Mit einer Notfallzulassung der amerikanischen Behörde für Nahrungs- und Arzneimittel (FDA) könnten Teile der US-Bevölkerung - zum Beispiel medizinisches Personal oder ältere Menschen - auch vor der offiziellen Zulassung geimpft werden. Es wäre der erste Schritt zu einer Normalität ohne Abstandsregeln, Masken und Angst, gewissermaßen der Vorbote für die Massenimpfprogramme, die nach Ansicht der Weltgesundheitsorganisation WHO zur Jahresmitte 2021 großflächig ausgerollt werden könnten.

Schon jetzt ist allerdings klar, dass mit dem ersten Schritt kein Sprint beginnt, sondern ein Marathon. So geht etwa Matthias Schrappe, der ehemalige stellvertretende Vorsitzende des Sachverständigenrats Gesundheit der deutschen Bundesregierung, davon aus, dass eine Impfkampagne gegen Corona mehrere Jahre dauern wird. Dabei kalkulieren Schrappe und seine Kollegen mit rund 60 Millionen Menschen, die in Deutschland geimpft werden müssten. Bei einer Verabreichung von 60.000 Impfdosen pro Arbeitstag würde es also knapp tausend Arbeitstage oder vier Jahre dauern, bis alle dann auch tatsächlich geimpft sind.

Schrappe zufolge geht diese Modellrechnung zudem von optimistischen Annahmen aus, die sich in der Praxis wahrscheinlich nicht immer erfüllen lassen. So hätten Impfprogramme in der Vergangenheit - wie gegen Pocken oder Polio - Jahrzehnte gedauert. "Das ist ein komplizierter gesellschaftlicher Prozess", meint Schrappe. Schon einen Konsens zu finden, wer zuerst geimpft werde, sei schwierig.

Bis zu 40 Prozent Skeptiker

Damit ein "Herdeneffekt" eintritt und sich das Virus nicht weiter ausbreitet, müssten Experten zufolge zudem mindestens 60 Prozent der Bevölkerung geimpft werden. Ob diese Quote erreicht werden kann, wird aber nicht zuletzt davon abhängen, wie hoch die Akzeptanz einer Impfung unter den Bürgern ist. Und diese sieht in den einzelnen Ländern ganz unterschiedlich aus.
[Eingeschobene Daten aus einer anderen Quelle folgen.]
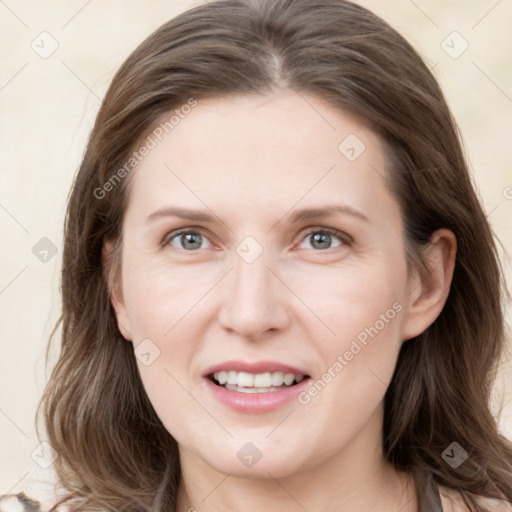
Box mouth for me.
[207,370,310,393]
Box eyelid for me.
[299,226,354,252]
[161,226,354,253]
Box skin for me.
[107,89,456,512]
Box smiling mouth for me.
[208,370,310,393]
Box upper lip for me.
[203,360,308,377]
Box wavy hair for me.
[38,0,512,512]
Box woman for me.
[2,0,512,512]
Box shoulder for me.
[0,473,72,512]
[438,485,512,512]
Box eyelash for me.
[161,228,353,253]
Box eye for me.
[303,228,350,251]
[164,231,212,251]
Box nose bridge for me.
[216,243,288,338]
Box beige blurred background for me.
[0,0,512,495]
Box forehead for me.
[124,90,396,224]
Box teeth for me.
[213,370,304,392]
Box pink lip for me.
[203,378,311,414]
[203,361,307,377]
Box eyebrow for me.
[145,205,370,224]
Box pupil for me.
[183,233,201,249]
[313,233,331,249]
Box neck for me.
[175,406,418,512]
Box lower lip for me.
[204,378,311,414]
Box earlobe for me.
[402,229,457,341]
[101,241,132,341]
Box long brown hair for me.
[38,0,512,511]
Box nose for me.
[219,248,290,339]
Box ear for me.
[101,241,133,341]
[402,229,457,341]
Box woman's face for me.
[114,91,428,477]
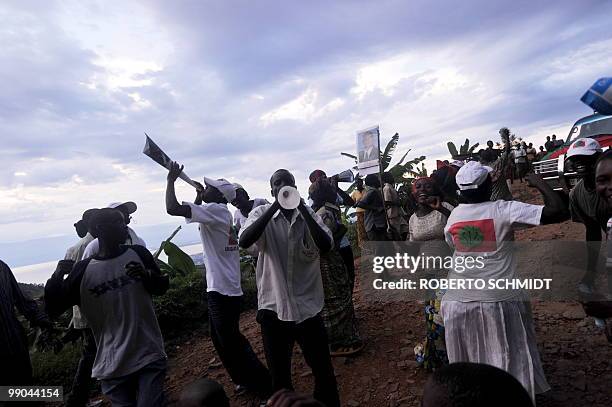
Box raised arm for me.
[166,161,191,218]
[298,200,333,253]
[526,173,569,225]
[238,201,280,249]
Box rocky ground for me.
[167,184,612,407]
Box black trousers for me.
[257,310,340,407]
[206,291,272,398]
[66,328,97,407]
[338,245,355,294]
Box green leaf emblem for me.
[459,226,484,248]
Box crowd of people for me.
[0,128,612,407]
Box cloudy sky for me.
[0,0,612,274]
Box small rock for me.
[563,307,586,319]
[572,370,586,391]
[334,356,346,365]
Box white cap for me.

So geben laut einer in 19 Ländern durchgeführten Studie des Vaccine Confidence Projekts, das unter anderem von der Europäischen Kommission und Pharmaunternehmen finanziert wird, 71,5 Prozent der 13.000 Befragten an, dass sie sich gegen Corona impfen lassen würden, wenn das von ihrer Regierung oder ihrem Arbeitgeber empfohlen wird. Deutlich über diesem Schnitt liegen dabei Länder wie China, Brasilien oder Australien, wo die Zustimmungsrate bei knapp 90 Prozent oder darüber liegt. Am unteren Ende der Rangliste - und mit deutlichem Abstand zu den im Mittelfeld liegenden Staaten Deutschland, Schweden und Großbritannien - finden sich ebenfalls drei europäische Länder. In Frankreich, Ungarn und Polen wollen rund 40 Prozent der Befragten sich nicht oder eher nicht impfen lassen.

Aus Sicht des in New York lehrenden Public-Health-Experten Scott Ratzan zeigt die Studie vor allem das sinkende Vertrauen in der Öffentlichkeit. "Es wäre eine Tragödie, wenn wir sichere und effiziente Impfstoff entwickeln, und die Menschen weigern sich, sie zu nehmen", sagt Ratzan. "Wir müssen einen robusten und nachhaltigen Ansatz entwickeln, um den Impfskeptikern die Sorgen zu nehmen und das Vertrauen in die Vorteile einer Immunisierung wieder aufzubauen."

Schon vor der Corona-Pandemie hatte die WHO die zunehmende Impfskepsis als eine der zehn größten Bedrohungen für die öffentliche Gesundheit in ihren Mitgliedstaaten bezeichnet. So fanden sich hohe Akzeptanzraten vor allem noch in asiatschen Ländern, in denen auch die Zentralregierungen eine starke und oft unhinterfragte Stellung genießen. Eine wesentliche Rolle bei der Entscheidung, sich impfen zu lassen oder nicht, spielt zudem das Alter. So stehen ältere Bevölkerungsgruppen einer Impfung deutlich weniger skeptisch gegenüber als die Jüngeren.